John Blayne began to pace the floor, acutely aware for the first time of why he was allowing himself to stay on in the castle. He wished she had not told him about her parents, and then he found himself wishing she would tell him more.
“What were they like, really?”
“From what I’ve been told,” she began slowly, “my father was tall and handsome and very proud. I’ve seen ever so many pictures of him—as a boy—then after he grew up—then in his Air Force uniform. He never wanted to be a servant, so he ran away to London when he was twenty. He wanted to be an artist, and he even had an exhibition once in London. Most of his pictures were of the castle.”
“Have you seen them?”
“No, they were destroyed in the blitz. Then he married and …” Her voice suddenly halted.
“And?”
“That’s almost all there is to the story, except me.”
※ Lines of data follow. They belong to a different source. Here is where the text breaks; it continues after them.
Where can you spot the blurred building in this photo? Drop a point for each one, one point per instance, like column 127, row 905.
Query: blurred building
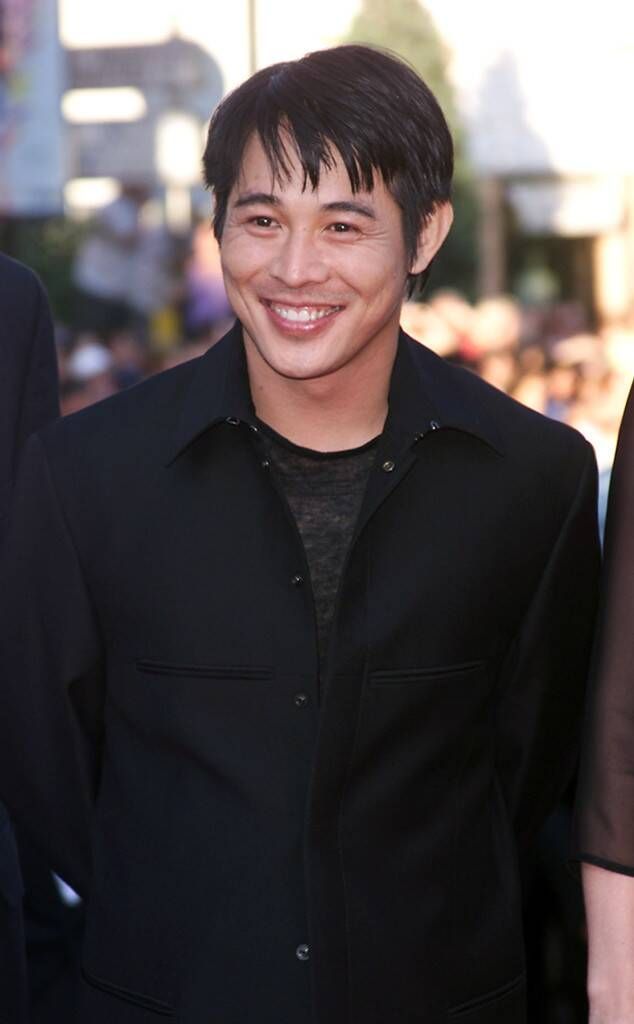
column 542, row 88
column 544, row 91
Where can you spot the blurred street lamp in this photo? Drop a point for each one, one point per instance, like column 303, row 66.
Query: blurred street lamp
column 178, row 157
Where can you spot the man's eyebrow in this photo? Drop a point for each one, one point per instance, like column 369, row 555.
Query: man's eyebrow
column 339, row 206
column 350, row 206
column 251, row 199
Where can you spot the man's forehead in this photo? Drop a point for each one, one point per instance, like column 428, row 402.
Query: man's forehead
column 259, row 174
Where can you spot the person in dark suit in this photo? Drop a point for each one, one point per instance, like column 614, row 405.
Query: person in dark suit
column 28, row 400
column 308, row 616
column 604, row 819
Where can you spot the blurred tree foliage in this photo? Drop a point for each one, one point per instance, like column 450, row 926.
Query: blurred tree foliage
column 407, row 29
column 48, row 247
“What was your mother like?”
“Her name was Diana Knowles. She was a lady, my grandfather always said, but I’ve never seen a picture of her and I gave up asking about her as my grandfather would tell me nothing. I think she was small and dark and slender and—distant-like.”
“Why?”
“Because, for one thing, my grandfather told me her people were offish and that they didn’t approve her connection with Colin Wells.”
She had been looking anywhere but at him while she spoke, now she lifted her gaze and sought his. He smiled, then moved across the room to glance out of the window. Kate followed him with thoughtful eyes.
He was almost too handsome, she decided, as she watched him. One must be careful when one was a woman, especially a woman such as she, in a strange and anomalous position such as hers in the castle—at times almost a daughter, yet always the maid and grandchild of the butler.
Ah well, she thought wistfully, she had told him the truth. He had asked for it. Now that he knew it he could think what he liked. While she drove the sword thus into her heart she kept looking at him as he stood by the window against the background of the castle and the green lawns, a tall slender figure, elegant even in his casual gray slacks and jacket and his shirt open at the throat.